The president weighed Bayliss’s words, then turned to Paulsen. “Do you concur, Professor?”
“Last time we tried something like this was the swine flu epidemic of the mid-seventies,” Paulsen replied somberly. “Took four months, reached only a quarter of the population, and was administered improperly thirty percent of the time. But God created the world in a week,” he continued after a pause, “so I suppose anything is possible.”
* * * *
Chapter 45
W
here can we find your brother, Mr. Kamal?” the man from the State Department resumed.
“He has nothing to do with this,” Ben said, trying to sound calm.
“But you went to him to help you find . . .” Again the man consulted his notes. “. . . Mohammed Latif.”
“My brother was Latif’s sponsor in this country.”
The man’s lips flirted with a smile. “Then I guess your brother does have something do with this, doesn’t he?”
“He didn’t know Latif was working with Akram Khalil.”
“Your brother has had dealings with Palestinian terrorist groups in the past.”
“In the past he’s raised money for groups loosely associated with them, yes, but not anymore.”
The man leaned a little closer to Ben. “Then why won’t you tell us where he is?”
“Because I don’t want to get him killed.”
“By us?”
“By whomever killed Lewanthall.”
The man kept at it like a machine gun, his words spat out in nonstop staccato bursts. “You said earlier that your brother was safe, that he was being protected. By who, Mr. Kamal?”
“Whom.”
“Excuse me?”
“Whom. I was correcting your grammar. I can do that because I was educated entirely in this country, my country. I have a master’s degree in criminal justice, and I can recite you the Constitution and the Bill of Rights by heart, if that means anything.”
The man smiled smugly. “Not anymore. Now tell me, Mr. Kamal, who is protecting your brother?”
“It’s not important.”
“Hamas?”
“No.”
“Was your brother involved with Mohammed Latif? Is that why he had Lewanthall killed?”
The question hit Ben like a kick to the chest, the first one the man had posed he hadn’t heard before. “That’s what you think?” he asked, recovering his senses. “You interrogate me for all these hours and that’s the best you can do?”

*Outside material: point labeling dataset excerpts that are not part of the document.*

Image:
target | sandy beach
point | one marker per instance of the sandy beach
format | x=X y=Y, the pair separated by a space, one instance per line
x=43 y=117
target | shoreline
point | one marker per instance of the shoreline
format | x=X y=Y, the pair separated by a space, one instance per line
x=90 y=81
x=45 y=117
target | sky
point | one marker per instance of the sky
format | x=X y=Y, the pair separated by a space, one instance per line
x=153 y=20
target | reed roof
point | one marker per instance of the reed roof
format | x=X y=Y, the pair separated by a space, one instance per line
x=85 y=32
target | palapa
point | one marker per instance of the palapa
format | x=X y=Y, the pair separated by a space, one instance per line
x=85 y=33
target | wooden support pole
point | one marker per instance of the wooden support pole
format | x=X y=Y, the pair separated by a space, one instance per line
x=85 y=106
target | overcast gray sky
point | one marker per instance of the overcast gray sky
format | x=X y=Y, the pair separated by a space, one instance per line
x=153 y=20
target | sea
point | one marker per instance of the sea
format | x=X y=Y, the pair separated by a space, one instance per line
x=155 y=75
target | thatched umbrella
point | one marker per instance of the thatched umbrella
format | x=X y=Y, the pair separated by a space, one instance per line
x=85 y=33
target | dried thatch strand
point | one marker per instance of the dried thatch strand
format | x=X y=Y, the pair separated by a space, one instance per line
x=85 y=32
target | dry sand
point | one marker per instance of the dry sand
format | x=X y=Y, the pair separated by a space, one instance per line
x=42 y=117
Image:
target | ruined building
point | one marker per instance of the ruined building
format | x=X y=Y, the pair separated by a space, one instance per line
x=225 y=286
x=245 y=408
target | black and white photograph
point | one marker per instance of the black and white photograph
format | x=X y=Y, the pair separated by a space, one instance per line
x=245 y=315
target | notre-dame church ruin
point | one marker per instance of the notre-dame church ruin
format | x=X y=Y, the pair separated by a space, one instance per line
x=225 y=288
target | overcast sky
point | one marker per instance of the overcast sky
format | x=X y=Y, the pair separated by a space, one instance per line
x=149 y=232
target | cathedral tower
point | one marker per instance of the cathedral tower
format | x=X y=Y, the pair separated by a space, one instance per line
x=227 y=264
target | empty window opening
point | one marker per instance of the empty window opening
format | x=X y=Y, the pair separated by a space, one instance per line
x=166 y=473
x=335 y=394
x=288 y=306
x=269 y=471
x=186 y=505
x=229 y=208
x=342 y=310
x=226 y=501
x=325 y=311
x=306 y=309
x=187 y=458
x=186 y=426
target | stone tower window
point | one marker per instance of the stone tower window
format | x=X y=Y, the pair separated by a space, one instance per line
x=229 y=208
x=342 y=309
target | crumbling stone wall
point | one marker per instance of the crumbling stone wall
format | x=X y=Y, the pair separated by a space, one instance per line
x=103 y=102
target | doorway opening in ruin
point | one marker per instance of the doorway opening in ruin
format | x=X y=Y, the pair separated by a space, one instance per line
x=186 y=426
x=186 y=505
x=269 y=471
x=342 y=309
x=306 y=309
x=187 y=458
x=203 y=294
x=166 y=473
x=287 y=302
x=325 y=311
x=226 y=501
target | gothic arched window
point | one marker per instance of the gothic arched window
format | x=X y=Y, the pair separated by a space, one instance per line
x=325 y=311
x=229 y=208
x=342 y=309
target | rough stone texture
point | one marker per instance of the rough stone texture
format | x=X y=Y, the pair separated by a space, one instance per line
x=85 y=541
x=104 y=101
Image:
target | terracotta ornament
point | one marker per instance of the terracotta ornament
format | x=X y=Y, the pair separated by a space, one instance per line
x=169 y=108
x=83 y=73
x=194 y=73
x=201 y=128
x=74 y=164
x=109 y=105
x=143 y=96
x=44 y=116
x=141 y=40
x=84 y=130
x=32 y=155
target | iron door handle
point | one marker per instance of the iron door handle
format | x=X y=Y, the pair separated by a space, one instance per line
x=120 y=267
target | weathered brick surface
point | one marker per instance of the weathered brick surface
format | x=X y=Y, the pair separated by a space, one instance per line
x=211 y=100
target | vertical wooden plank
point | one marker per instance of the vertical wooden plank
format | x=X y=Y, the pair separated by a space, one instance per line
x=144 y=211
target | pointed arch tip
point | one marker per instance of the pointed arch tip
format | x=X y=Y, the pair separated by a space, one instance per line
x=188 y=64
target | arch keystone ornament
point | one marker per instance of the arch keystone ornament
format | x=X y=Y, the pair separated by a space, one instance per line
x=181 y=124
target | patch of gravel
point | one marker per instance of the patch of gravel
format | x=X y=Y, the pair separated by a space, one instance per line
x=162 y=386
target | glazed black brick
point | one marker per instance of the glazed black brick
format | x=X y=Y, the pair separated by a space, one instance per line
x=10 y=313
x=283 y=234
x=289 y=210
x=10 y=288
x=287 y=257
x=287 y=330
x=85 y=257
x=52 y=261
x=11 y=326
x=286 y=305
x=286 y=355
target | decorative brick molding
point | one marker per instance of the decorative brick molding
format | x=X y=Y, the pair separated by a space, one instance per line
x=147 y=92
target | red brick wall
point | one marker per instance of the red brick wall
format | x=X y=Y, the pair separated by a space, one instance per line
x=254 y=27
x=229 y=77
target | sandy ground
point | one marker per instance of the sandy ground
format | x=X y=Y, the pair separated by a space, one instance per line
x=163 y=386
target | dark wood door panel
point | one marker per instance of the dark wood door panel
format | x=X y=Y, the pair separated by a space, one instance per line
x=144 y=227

“Your brother has a thick file with us, Mr. Kamal. I don’t know who’s been pulling strings to keep us off him, but that stopped yesterday.”
Ben looked past the man to the wall, where he was certain hidden cameras were perched. “Is there someone in authority here I can speak to?”
The man shrugged. “Sorry.”
“How about someone with a brain, at least some common sense? You’re in here, dicking around with me, instead of looking for whoever killed your man and plans to turn smallpox into the common cold.”
The man’s expression didn’t change. “Where can we find your brother, Mr. Kamal?”
“This isn’t about my brother!”
“Then why has he gone into hiding? Missed classes, appointments, students outside waiting for him during scheduled office hours yesterday and today?”
“Because I thought he might be in danger.”
“Why would that be the case, if this isn’t about him, Mr. Kamal?”
Ben almost laughed, couldn’t believe this man from the State Department was actually serious. “Because he was with me when Latif was killed. Because his life was in danger.” He stopped, then started again almost instantly. “What about the gunmen at the bakery? Did you find anything about them?”
“You’re referring to the men you killed.”